Sex differences in ethanol-induced inhibition of hyperpolarization-activated current and excitability of amygdala neurons after traumatic stress.

The basolateral amygdala (BLA) plays a vital role in integrating sensory information and establishing emotional salience of the environment. Ethanol potentiates GABAergic inhibition in BLA neurons, regulating excitatory transmission and playing an integral role in controlling anxiety-like behaviors. While the effect of ethanol on the amygdala and anxiety-like behaviors is well-established, sex differences in the effects of ethanol on BLA neurophysiology and the effect of ethanol on traumatic stress-induced changes to BLA activity are currently unknown.
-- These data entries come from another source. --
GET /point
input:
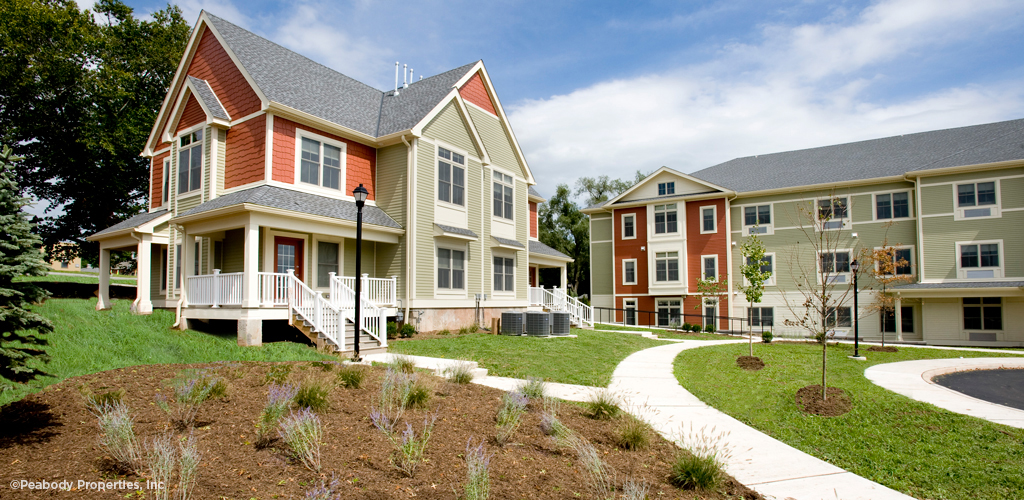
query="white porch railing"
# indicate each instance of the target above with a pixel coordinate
(383, 292)
(557, 299)
(216, 289)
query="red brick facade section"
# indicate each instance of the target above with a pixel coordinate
(698, 245)
(212, 64)
(157, 179)
(630, 249)
(360, 160)
(474, 91)
(245, 155)
(532, 219)
(193, 115)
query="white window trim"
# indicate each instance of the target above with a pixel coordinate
(452, 292)
(714, 218)
(343, 176)
(718, 275)
(913, 265)
(515, 268)
(998, 272)
(847, 277)
(465, 177)
(623, 225)
(958, 211)
(176, 151)
(771, 281)
(635, 271)
(875, 205)
(314, 276)
(492, 198)
(769, 227)
(847, 221)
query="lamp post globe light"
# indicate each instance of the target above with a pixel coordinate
(359, 194)
(855, 266)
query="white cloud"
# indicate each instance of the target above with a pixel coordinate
(802, 86)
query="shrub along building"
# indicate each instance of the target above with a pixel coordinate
(950, 203)
(256, 153)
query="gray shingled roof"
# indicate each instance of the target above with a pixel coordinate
(132, 222)
(209, 98)
(511, 243)
(298, 82)
(273, 197)
(542, 249)
(457, 231)
(871, 159)
(955, 285)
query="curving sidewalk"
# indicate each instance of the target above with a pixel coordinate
(913, 379)
(768, 465)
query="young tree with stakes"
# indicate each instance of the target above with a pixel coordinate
(753, 252)
(821, 294)
(20, 345)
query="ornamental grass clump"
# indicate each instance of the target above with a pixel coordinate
(700, 465)
(532, 387)
(117, 435)
(510, 415)
(302, 432)
(477, 485)
(279, 400)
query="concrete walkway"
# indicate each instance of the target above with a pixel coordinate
(771, 467)
(913, 379)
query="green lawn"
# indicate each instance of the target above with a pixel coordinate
(911, 447)
(666, 333)
(588, 360)
(86, 341)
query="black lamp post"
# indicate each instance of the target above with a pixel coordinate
(360, 200)
(856, 321)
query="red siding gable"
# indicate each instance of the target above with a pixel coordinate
(474, 91)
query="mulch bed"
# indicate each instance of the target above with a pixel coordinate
(883, 348)
(751, 363)
(51, 435)
(810, 401)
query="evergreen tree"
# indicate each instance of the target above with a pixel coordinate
(19, 255)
Understanding the sex-related factors that contribute to BLA neuron membrane properties in stressed animals may point to potential neural mechanisms associated with gender differences in resilience or susceptibility to stress and improve individualized treatment. Ethanol-mediated inhibition is stronger in BLA neurons from males than females and ethanol-mediated inhibition of hyperpolarization-activated, cyclic nucleotide gated current (Ih) is stronger in males, owing in part to the low amplitude of Ih in females in the absence of ethanol. In response to SPS, action potential firing in the BLA did not change between males and females. However, ethanol significantly decreased action potential firing in BLA neurons exposed to SPS in females only, suggesting that the inhibitory effect of alcohol is greater in females than in males exposed to stress. Ethanol decreased Ih amplitude only in BLA neurons from males exposed to SPS, in part because Ih amplitude is larger in BLA neurons from males than it is in females. Since ethanol reduced BLA excitability only in males, these data suggest that ethanol may be more anxiolytic in males than in females. This difference may contribute to the sex differences in comorbid PTSD and alcohol abuse.